1

I am working on text clustering. I would need to plot the data using different colours. I used kmeans method for clustering and tf-idf for similarity.

kmeans_labels =KMeans(n_clusters=3).fit(vectorized_text).labels_

pipeline = Pipeline([('tfidf', TfidfVectorizer())])
X = pipeline.fit_transform(X_train['Sentences']).todense()

pca = PCA(n_components=2).fit(X)
data2D = pca.transform(X)

plt.scatter(data2D[:,0], data2D[:,1])

kmeans.fit(X)
centers2D = pca.transform(kmeans.cluster_centers_)
labels=np.array([kmeans.labels_])

Currently, my output looks like: enter image description here there are a few elements as it is a test. I would need to add labels (they are strings) and differentiate dots by clusters: each cluster should have its own colour to make the reader easy to analyse the chart.

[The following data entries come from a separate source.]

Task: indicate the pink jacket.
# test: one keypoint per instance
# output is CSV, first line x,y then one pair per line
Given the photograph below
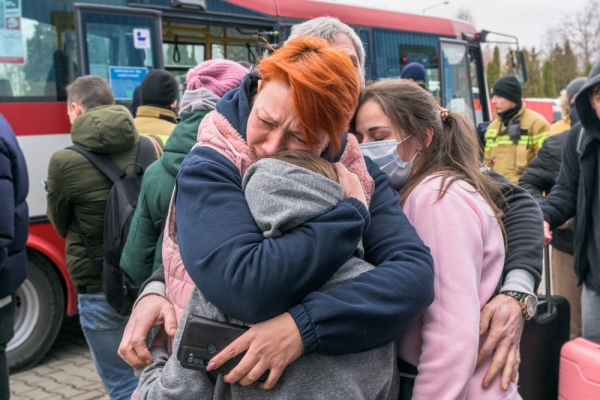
x,y
217,133
468,253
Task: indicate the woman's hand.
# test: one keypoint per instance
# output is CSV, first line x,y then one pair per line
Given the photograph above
x,y
350,184
269,345
160,339
150,311
503,317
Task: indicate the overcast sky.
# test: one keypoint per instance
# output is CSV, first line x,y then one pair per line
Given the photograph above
x,y
526,19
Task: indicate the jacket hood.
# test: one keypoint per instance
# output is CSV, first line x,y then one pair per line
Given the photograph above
x,y
105,130
236,105
282,196
181,141
587,115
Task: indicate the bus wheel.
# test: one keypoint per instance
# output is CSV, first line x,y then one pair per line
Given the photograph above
x,y
40,308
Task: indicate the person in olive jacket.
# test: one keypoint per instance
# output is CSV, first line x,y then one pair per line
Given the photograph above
x,y
14,228
77,193
206,83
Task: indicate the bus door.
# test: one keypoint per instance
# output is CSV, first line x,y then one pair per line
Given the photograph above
x,y
118,44
187,43
455,79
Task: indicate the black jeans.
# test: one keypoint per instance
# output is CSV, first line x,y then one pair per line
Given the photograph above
x,y
408,373
7,315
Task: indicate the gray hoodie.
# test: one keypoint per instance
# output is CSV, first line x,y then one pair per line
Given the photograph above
x,y
281,196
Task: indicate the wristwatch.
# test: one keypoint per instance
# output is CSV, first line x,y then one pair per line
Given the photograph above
x,y
527,301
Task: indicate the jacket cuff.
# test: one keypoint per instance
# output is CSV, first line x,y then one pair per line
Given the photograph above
x,y
362,210
519,280
305,328
156,287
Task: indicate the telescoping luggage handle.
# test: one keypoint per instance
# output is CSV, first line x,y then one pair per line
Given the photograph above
x,y
550,313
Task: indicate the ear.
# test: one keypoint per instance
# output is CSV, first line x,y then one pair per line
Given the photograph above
x,y
77,109
428,138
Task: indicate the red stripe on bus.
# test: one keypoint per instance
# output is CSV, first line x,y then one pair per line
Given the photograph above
x,y
36,118
303,9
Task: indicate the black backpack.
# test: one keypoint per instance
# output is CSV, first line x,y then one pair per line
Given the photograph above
x,y
120,290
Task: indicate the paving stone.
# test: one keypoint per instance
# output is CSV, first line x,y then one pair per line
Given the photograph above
x,y
39,394
68,391
66,372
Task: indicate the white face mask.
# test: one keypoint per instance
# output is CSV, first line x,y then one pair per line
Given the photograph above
x,y
385,155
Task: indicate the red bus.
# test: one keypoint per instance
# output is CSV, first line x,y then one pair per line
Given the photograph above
x,y
50,42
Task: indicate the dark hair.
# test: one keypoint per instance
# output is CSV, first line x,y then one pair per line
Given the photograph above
x,y
89,92
308,161
454,151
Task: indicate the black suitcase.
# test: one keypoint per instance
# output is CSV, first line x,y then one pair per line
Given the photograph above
x,y
542,339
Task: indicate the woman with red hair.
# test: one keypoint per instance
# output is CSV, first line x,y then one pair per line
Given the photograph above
x,y
301,99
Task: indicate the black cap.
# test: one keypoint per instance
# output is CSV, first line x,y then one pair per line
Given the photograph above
x,y
508,87
587,114
159,89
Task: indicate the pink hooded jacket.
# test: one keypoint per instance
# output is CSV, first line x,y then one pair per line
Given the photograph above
x,y
468,254
217,133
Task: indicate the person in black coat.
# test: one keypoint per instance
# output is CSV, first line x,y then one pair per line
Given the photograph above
x,y
577,194
539,178
14,228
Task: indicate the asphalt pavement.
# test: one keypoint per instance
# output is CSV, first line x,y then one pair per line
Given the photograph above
x,y
66,372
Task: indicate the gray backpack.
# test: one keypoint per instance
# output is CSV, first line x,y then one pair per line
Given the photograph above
x,y
120,290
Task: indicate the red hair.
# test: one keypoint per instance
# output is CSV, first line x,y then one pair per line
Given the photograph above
x,y
323,84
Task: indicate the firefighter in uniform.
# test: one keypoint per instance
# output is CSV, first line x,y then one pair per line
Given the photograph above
x,y
516,134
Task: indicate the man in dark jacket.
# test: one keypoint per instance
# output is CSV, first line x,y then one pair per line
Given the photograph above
x,y
538,179
577,194
14,228
77,196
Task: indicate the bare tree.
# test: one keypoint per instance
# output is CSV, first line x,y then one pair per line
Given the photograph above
x,y
581,29
465,14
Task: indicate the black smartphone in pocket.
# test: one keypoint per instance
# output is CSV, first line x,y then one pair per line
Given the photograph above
x,y
204,338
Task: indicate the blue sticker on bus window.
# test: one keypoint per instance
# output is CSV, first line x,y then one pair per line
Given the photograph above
x,y
124,80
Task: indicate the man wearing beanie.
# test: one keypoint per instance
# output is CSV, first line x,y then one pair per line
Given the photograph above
x,y
156,116
206,84
516,134
416,72
538,179
577,194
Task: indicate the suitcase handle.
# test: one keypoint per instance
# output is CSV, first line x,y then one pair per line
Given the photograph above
x,y
550,313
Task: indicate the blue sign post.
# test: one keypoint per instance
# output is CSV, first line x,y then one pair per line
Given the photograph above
x,y
124,80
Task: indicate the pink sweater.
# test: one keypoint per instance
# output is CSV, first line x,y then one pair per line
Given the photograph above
x,y
468,253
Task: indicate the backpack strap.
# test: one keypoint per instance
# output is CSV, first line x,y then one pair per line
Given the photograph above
x,y
579,140
103,162
146,153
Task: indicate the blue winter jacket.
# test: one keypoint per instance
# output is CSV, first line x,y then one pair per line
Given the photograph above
x,y
14,214
252,279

Could you please tell me how to change my code in order to include both labels and colours? I think any example it would be great.

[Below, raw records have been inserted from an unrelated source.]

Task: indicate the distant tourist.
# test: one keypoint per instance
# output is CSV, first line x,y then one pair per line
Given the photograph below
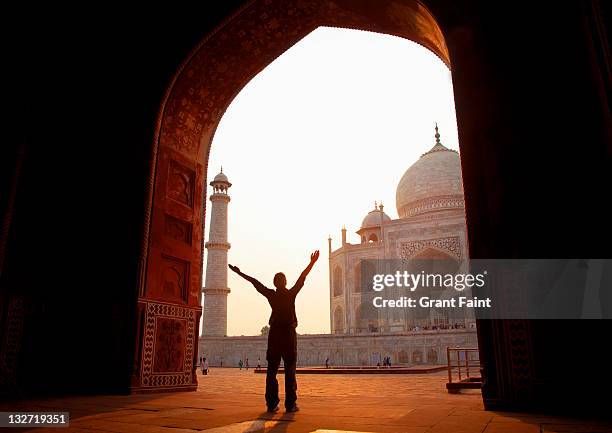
x,y
282,338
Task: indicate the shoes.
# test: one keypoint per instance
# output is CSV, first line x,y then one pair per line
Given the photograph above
x,y
293,408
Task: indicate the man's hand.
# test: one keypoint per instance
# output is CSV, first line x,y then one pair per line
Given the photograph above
x,y
314,257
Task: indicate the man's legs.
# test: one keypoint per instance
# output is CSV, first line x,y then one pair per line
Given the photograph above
x,y
290,382
272,399
290,360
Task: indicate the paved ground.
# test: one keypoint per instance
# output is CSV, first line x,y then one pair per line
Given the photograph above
x,y
231,401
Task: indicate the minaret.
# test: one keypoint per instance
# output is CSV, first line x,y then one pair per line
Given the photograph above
x,y
215,289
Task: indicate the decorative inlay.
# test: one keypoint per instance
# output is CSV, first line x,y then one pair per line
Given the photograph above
x,y
181,183
451,245
169,335
164,340
175,278
178,229
432,204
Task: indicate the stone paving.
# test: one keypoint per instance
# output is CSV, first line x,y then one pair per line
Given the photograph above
x,y
231,401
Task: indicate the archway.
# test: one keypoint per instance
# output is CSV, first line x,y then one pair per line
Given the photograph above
x,y
195,100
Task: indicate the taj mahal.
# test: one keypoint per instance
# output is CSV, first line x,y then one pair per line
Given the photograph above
x,y
431,225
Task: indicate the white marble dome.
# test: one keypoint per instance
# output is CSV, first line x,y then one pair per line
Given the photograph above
x,y
433,183
375,218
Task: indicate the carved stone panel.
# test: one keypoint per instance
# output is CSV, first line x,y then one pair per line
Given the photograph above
x,y
181,183
451,245
178,229
168,347
174,278
169,336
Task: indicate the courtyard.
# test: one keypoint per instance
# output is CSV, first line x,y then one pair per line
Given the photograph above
x,y
229,400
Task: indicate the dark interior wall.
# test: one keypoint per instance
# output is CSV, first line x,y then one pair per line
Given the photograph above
x,y
532,90
534,123
87,86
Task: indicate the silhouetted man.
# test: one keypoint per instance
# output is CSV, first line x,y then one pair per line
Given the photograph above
x,y
282,339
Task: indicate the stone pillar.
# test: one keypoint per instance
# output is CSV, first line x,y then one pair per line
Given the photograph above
x,y
214,321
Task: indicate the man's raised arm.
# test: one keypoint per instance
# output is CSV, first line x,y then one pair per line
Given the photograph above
x,y
300,282
258,286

A sample of my dataset is (the output above was generated from a different sample):

Sentences

Where do we do list them? ...
Make me a list of the things we would need and I'll take you into town. ...
Do you have a list yet? ...
The first was a list for Howie. ...
You're not on my list tonight. ...
I'm gonna print this list on my computer, given you're always bellyaching about my writing.
StupidWolf
  • 45,075
  • 17
  • 40
  • 72
still_learning
  • 776
  • 9
  • 32

2 Answers2

2

We can use an example dataset:

from sklearn.datasets import fetch_20newsgroups
from sklearn.feature_extraction.text import TfidfVectorizer
from sklearn.pipeline import Pipeline
from sklearn.cluster import KMeans
import matplotlib.cm as cm
import pandas as pd
import seaborn as sns
import matplotlib.pyplot as plt

newsgroups = fetch_20newsgroups(subset='train',
                                categories=['talk.religion.misc','sci.space', 'misc.forsale'])
X_train = newsgroups.data
y_train = newsgroups.target

pipeline = Pipeline([('tfidf', TfidfVectorizer(max_features=5000))])
X = pipeline.fit_transform(X_train).todense()

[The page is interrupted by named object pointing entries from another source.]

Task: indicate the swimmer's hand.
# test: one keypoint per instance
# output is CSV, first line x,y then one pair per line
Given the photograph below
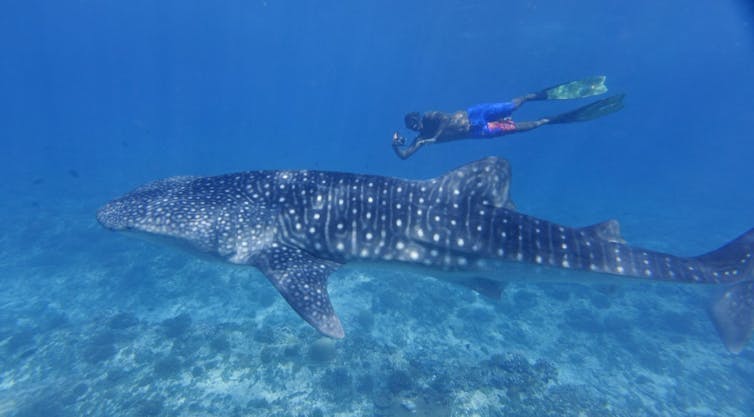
x,y
398,139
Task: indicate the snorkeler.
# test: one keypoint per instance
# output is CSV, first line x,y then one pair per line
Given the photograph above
x,y
494,119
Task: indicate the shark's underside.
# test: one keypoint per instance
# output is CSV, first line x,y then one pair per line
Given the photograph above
x,y
298,227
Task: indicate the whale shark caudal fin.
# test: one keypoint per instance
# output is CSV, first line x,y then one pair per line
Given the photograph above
x,y
302,280
733,311
486,180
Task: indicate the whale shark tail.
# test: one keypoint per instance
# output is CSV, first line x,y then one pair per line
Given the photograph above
x,y
733,310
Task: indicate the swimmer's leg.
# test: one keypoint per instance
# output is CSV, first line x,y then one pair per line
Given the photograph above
x,y
529,125
406,152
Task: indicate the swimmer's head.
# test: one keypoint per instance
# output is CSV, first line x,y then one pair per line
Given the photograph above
x,y
413,121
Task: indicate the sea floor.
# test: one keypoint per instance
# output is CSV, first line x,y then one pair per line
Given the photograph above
x,y
95,323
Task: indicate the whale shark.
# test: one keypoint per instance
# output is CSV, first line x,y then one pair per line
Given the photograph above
x,y
299,226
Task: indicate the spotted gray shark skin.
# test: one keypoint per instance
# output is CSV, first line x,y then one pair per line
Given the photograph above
x,y
298,227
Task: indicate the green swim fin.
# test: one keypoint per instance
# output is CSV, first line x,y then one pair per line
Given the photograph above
x,y
587,87
591,111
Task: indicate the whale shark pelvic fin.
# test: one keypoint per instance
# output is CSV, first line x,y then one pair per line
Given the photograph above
x,y
302,280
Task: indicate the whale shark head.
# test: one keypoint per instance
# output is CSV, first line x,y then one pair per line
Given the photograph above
x,y
150,208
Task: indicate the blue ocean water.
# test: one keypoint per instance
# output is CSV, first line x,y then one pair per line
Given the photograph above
x,y
101,96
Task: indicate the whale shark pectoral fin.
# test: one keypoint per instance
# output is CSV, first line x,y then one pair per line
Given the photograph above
x,y
733,315
608,230
486,181
302,280
485,287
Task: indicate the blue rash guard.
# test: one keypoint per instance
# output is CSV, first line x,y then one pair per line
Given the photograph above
x,y
483,116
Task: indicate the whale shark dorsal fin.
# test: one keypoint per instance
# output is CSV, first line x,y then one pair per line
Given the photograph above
x,y
301,278
608,230
488,179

pca = PCA(n_components=2).fit(X)
data2D = pca.transform(X)

And do KMeans like you did, obtaining the clusters and centers, so just adding a name for the cluster:

kmeans =KMeans(n_clusters=3).fit(X)
centers2D = pca.transform(kmeans.cluster_centers_)
labels=kmeans.labels_
cluster_name = ["Cluster"+str(i) for i in set(labels)]

You can add the colors by providing the cluster to "c=" and calling a colormap from cm or defining you own map:

plt.scatter(data2D[:,0], data2D[:,1],c=labels,cmap='Set3',alpha=0.7)
for i, txt in enumerate(cluster_name):
    plt.text(centers2D[i,0], centers2D[i,1],s=txt,ha="center",va="center")

enter image description here

You can also consider using seaborn:

sns.scatterplot(data2D[:,0], data2D[:, 1], hue=labels, legend='full',palette="Set1")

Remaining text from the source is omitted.